The latest to enter this game is none other than Google, which plans to layout its plans in a speech from Larry Page. Google Video will let users download CBS and NBA programming for a fee. The service is also expected to allow content owners to decide how they want to distribute their video, either as a pay-to-own, pay-to-rent or free.

Google jumps in to a field with pay-per-view video deals already in place online, such as ABC and NBC arrangements with Apple to offer some of their programming on iTunes for $1.99 a download. NBC and Fox both offer programs on demand through DirecTV for 99 cents and CBS has a similar on-demand deal with Comcast. Most recently, DirecTV announced it would offer up shows from the popular FX Network on demand before they’re scheduled to air on the network for $2.99.

Yahoo also will unveil at CES today its plans for Yahoo Go TV and Yahoo Go Mobile, which will allow access to its portal from those other screens.

Movie studios are also making sure they are prepared to deliver their fare wherever we decide to watch movies. Cable companies and major film studios are discussing ways to release movies through video-on-demand the same day they are available on DVD. Liberty Media cable network Starz will have its own Internet movie download service, Vongo, backed by partnerships with Microsoft and Sony, which will allow consumers to download feature films to PCs and portable media devices for a monthly fee. Akimbo has struck a deal with Hollywood studios to distribute movies over the Internet, saying its TV-top box will be manufactured by Thomson and sold under the RCA brand beginning in April.

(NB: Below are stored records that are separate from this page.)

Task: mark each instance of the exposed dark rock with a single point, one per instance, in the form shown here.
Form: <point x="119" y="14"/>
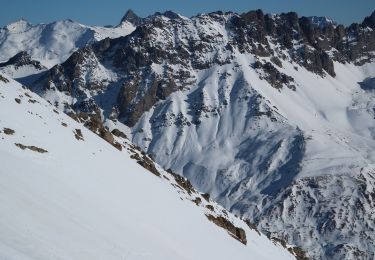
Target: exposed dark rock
<point x="252" y="226"/>
<point x="3" y="79"/>
<point x="8" y="131"/>
<point x="182" y="182"/>
<point x="206" y="196"/>
<point x="31" y="147"/>
<point x="197" y="201"/>
<point x="22" y="59"/>
<point x="78" y="134"/>
<point x="237" y="233"/>
<point x="118" y="133"/>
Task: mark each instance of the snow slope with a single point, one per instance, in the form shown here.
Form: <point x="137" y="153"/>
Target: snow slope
<point x="299" y="163"/>
<point x="53" y="43"/>
<point x="250" y="110"/>
<point x="66" y="198"/>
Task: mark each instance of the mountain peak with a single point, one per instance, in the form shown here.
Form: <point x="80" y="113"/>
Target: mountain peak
<point x="169" y="14"/>
<point x="132" y="18"/>
<point x="18" y="26"/>
<point x="321" y="22"/>
<point x="370" y="21"/>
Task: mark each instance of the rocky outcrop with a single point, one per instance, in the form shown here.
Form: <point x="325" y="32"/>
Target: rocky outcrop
<point x="23" y="59"/>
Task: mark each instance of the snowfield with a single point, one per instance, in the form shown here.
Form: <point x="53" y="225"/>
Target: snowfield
<point x="66" y="198"/>
<point x="54" y="42"/>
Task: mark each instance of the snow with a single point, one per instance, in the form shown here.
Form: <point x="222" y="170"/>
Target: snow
<point x="87" y="200"/>
<point x="53" y="43"/>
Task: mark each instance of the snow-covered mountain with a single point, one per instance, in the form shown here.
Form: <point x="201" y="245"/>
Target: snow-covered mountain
<point x="53" y="43"/>
<point x="272" y="115"/>
<point x="68" y="194"/>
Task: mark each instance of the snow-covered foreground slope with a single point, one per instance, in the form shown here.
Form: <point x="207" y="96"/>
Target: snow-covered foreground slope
<point x="271" y="115"/>
<point x="65" y="193"/>
<point x="53" y="43"/>
<point x="298" y="163"/>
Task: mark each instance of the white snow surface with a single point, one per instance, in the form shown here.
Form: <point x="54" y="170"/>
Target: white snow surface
<point x="53" y="43"/>
<point x="87" y="200"/>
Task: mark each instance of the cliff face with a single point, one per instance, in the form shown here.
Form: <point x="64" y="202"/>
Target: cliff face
<point x="273" y="115"/>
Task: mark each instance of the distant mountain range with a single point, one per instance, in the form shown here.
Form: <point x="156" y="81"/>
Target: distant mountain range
<point x="272" y="115"/>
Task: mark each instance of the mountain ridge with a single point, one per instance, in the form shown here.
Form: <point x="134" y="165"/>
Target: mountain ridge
<point x="264" y="112"/>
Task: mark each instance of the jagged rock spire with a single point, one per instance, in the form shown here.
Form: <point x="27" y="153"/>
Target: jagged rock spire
<point x="132" y="18"/>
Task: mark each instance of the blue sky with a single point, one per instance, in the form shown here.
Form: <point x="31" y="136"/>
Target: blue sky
<point x="109" y="12"/>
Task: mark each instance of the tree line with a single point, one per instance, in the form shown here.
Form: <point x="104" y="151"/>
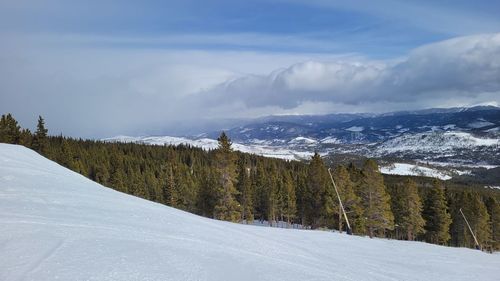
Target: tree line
<point x="240" y="187"/>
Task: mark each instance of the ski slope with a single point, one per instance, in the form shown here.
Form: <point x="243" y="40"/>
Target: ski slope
<point x="58" y="225"/>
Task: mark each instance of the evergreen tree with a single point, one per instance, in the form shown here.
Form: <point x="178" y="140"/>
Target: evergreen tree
<point x="245" y="191"/>
<point x="289" y="198"/>
<point x="350" y="201"/>
<point x="40" y="138"/>
<point x="477" y="215"/>
<point x="375" y="200"/>
<point x="26" y="138"/>
<point x="436" y="216"/>
<point x="407" y="208"/>
<point x="10" y="131"/>
<point x="493" y="207"/>
<point x="227" y="208"/>
<point x="206" y="196"/>
<point x="320" y="205"/>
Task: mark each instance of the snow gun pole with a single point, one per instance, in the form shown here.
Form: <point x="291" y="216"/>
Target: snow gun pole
<point x="349" y="230"/>
<point x="470" y="229"/>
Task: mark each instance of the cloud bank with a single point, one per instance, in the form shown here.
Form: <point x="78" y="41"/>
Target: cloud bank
<point x="459" y="71"/>
<point x="85" y="90"/>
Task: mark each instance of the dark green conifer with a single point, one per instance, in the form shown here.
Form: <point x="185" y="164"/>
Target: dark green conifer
<point x="375" y="200"/>
<point x="227" y="208"/>
<point x="40" y="138"/>
<point x="436" y="216"/>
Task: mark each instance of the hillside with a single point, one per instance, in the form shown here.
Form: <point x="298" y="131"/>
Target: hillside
<point x="57" y="224"/>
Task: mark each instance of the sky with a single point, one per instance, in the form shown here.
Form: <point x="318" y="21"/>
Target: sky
<point x="105" y="68"/>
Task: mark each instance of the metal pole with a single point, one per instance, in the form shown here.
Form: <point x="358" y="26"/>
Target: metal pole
<point x="349" y="231"/>
<point x="470" y="229"/>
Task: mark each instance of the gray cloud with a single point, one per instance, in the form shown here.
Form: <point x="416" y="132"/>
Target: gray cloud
<point x="86" y="91"/>
<point x="465" y="68"/>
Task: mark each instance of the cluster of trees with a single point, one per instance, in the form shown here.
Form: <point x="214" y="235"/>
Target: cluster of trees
<point x="239" y="187"/>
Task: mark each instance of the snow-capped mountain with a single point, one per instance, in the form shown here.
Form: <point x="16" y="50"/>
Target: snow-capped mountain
<point x="58" y="225"/>
<point x="363" y="128"/>
<point x="458" y="137"/>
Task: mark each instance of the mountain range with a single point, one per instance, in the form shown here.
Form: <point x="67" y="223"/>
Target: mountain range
<point x="464" y="138"/>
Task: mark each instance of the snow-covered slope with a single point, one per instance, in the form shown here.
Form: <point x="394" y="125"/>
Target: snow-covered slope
<point x="58" y="225"/>
<point x="436" y="141"/>
<point x="413" y="170"/>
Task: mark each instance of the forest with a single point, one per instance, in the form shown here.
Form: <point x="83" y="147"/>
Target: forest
<point x="228" y="185"/>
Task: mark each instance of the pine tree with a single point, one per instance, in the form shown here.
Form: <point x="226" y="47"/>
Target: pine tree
<point x="407" y="209"/>
<point x="10" y="131"/>
<point x="289" y="198"/>
<point x="227" y="208"/>
<point x="320" y="205"/>
<point x="350" y="201"/>
<point x="26" y="138"/>
<point x="40" y="138"/>
<point x="375" y="200"/>
<point x="206" y="196"/>
<point x="245" y="191"/>
<point x="436" y="216"/>
<point x="493" y="207"/>
<point x="477" y="215"/>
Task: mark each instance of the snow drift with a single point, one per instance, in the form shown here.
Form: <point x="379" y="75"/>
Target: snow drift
<point x="58" y="225"/>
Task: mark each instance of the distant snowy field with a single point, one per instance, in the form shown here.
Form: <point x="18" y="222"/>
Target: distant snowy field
<point x="58" y="225"/>
<point x="413" y="170"/>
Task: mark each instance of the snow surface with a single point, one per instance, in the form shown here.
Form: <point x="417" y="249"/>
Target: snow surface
<point x="355" y="129"/>
<point x="58" y="225"/>
<point x="413" y="170"/>
<point x="435" y="142"/>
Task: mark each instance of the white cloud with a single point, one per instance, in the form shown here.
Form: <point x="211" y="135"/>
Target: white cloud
<point x="84" y="90"/>
<point x="465" y="69"/>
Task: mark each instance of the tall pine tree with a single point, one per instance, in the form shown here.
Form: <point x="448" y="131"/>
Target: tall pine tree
<point x="226" y="208"/>
<point x="407" y="209"/>
<point x="376" y="200"/>
<point x="436" y="216"/>
<point x="40" y="138"/>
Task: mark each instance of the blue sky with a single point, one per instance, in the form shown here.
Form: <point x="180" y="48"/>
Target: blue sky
<point x="232" y="59"/>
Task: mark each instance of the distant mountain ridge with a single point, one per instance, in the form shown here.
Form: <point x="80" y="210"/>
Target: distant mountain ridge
<point x="366" y="128"/>
<point x="460" y="138"/>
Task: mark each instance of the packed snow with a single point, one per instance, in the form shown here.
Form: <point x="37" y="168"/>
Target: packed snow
<point x="58" y="225"/>
<point x="413" y="170"/>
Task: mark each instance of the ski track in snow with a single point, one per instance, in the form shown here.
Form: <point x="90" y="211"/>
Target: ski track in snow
<point x="58" y="225"/>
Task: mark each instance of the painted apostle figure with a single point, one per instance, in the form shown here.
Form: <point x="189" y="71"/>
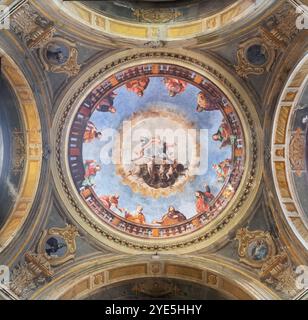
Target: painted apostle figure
<point x="171" y="217"/>
<point x="110" y="201"/>
<point x="175" y="86"/>
<point x="224" y="135"/>
<point x="91" y="169"/>
<point x="205" y="103"/>
<point x="222" y="169"/>
<point x="91" y="133"/>
<point x="105" y="104"/>
<point x="138" y="85"/>
<point x="137" y="217"/>
<point x="203" y="200"/>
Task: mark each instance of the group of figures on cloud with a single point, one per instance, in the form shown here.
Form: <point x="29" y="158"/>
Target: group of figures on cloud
<point x="208" y="99"/>
<point x="205" y="203"/>
<point x="158" y="173"/>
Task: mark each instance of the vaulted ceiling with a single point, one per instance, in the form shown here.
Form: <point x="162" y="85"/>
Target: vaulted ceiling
<point x="71" y="71"/>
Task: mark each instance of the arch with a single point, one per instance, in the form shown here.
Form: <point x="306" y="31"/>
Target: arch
<point x="282" y="151"/>
<point x="237" y="208"/>
<point x="32" y="146"/>
<point x="88" y="277"/>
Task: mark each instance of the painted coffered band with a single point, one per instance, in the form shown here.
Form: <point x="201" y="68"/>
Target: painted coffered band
<point x="88" y="277"/>
<point x="33" y="150"/>
<point x="235" y="211"/>
<point x="240" y="11"/>
<point x="281" y="151"/>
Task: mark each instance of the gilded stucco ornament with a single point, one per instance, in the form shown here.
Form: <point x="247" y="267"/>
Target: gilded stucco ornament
<point x="236" y="208"/>
<point x="255" y="247"/>
<point x="58" y="245"/>
<point x="257" y="55"/>
<point x="60" y="55"/>
<point x="32" y="28"/>
<point x="258" y="250"/>
<point x="156" y="15"/>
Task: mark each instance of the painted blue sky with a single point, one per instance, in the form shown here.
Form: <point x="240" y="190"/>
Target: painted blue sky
<point x="108" y="182"/>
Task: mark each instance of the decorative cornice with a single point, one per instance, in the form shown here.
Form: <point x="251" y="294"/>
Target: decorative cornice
<point x="236" y="209"/>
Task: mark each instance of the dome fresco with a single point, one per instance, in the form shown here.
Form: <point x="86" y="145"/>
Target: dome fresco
<point x="156" y="150"/>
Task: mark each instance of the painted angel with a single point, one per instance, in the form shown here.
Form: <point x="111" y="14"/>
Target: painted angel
<point x="175" y="86"/>
<point x="138" y="86"/>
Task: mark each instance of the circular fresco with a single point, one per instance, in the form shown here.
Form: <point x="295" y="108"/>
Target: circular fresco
<point x="156" y="151"/>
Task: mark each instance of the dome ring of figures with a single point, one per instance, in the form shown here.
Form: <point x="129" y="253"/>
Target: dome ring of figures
<point x="104" y="215"/>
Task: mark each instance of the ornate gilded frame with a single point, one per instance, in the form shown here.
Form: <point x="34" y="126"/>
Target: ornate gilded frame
<point x="236" y="209"/>
<point x="68" y="234"/>
<point x="32" y="149"/>
<point x="282" y="148"/>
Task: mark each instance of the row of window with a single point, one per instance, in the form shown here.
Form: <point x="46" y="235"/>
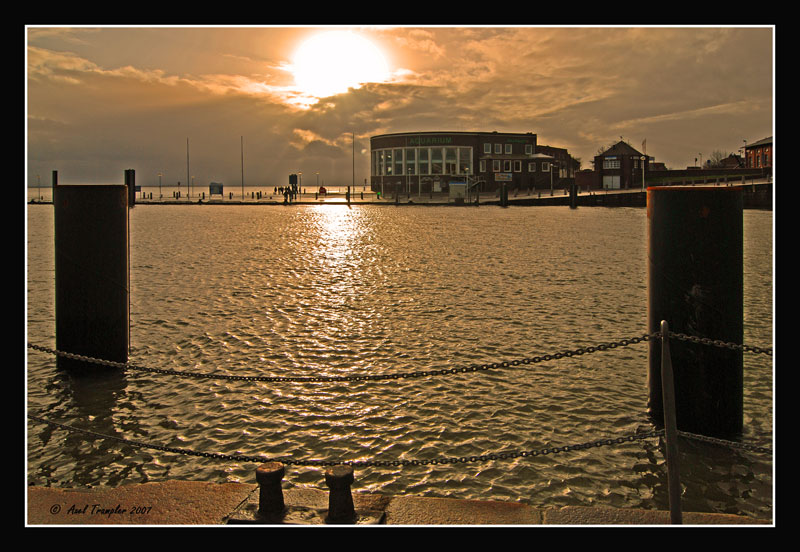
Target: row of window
<point x="441" y="160"/>
<point x="507" y="165"/>
<point x="615" y="162"/>
<point x="505" y="148"/>
<point x="422" y="160"/>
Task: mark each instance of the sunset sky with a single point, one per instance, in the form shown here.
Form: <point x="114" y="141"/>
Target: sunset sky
<point x="104" y="99"/>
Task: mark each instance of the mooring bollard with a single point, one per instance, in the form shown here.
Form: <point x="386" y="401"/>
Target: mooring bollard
<point x="695" y="281"/>
<point x="340" y="501"/>
<point x="270" y="493"/>
<point x="91" y="272"/>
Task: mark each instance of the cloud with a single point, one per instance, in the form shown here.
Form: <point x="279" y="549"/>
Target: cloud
<point x="579" y="88"/>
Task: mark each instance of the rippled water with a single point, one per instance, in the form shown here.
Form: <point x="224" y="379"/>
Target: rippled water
<point x="333" y="290"/>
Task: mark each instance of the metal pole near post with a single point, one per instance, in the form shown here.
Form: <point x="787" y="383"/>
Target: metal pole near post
<point x="670" y="429"/>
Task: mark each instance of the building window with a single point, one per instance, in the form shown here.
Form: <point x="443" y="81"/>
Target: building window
<point x="424" y="166"/>
<point x="464" y="160"/>
<point x="450" y="161"/>
<point x="436" y="161"/>
<point x="410" y="161"/>
<point x="387" y="162"/>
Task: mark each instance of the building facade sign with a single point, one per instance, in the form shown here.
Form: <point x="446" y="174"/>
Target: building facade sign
<point x="429" y="140"/>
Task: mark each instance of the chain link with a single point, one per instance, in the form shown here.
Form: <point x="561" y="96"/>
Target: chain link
<point x="723" y="442"/>
<point x="364" y="463"/>
<point x="406" y="375"/>
<point x="719" y="343"/>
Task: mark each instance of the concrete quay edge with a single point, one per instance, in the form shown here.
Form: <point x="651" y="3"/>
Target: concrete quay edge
<point x="180" y="503"/>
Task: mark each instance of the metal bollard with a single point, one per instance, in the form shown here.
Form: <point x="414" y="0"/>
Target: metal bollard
<point x="270" y="494"/>
<point x="340" y="502"/>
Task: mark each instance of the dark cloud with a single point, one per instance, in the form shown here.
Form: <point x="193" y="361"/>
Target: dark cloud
<point x="102" y="100"/>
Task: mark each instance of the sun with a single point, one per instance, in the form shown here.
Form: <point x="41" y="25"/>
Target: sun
<point x="332" y="62"/>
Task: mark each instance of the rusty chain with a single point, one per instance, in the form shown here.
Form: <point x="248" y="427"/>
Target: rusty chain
<point x="404" y="375"/>
<point x="361" y="463"/>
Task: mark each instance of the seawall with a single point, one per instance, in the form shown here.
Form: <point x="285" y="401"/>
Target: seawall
<point x="202" y="503"/>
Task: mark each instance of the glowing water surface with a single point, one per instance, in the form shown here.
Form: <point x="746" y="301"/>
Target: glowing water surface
<point x="338" y="290"/>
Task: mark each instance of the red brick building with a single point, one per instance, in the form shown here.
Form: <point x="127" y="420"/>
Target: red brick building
<point x="758" y="155"/>
<point x="429" y="161"/>
<point x="619" y="167"/>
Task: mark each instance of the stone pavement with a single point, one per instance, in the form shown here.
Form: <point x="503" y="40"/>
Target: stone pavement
<point x="180" y="503"/>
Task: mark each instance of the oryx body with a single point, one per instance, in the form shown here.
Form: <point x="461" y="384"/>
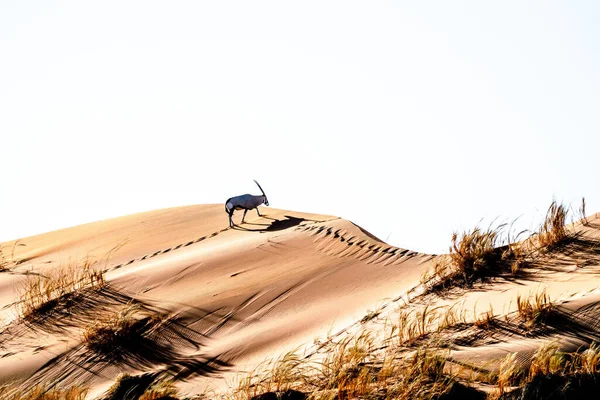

Manufacturers are also making sure they’re ready for audio, as the other flurry of activity was about how consumers listen to music or podcasts or satellite radio. Motorola introduced iRadio, a subscription service with 435 channels of music, talk and other programming. Subscribers pay $7 to $10 per month to download up to 18 hours of content from the Web to a mobile handset. The content can be played on the handset, home stereo system or via Bluetooth technology in a car.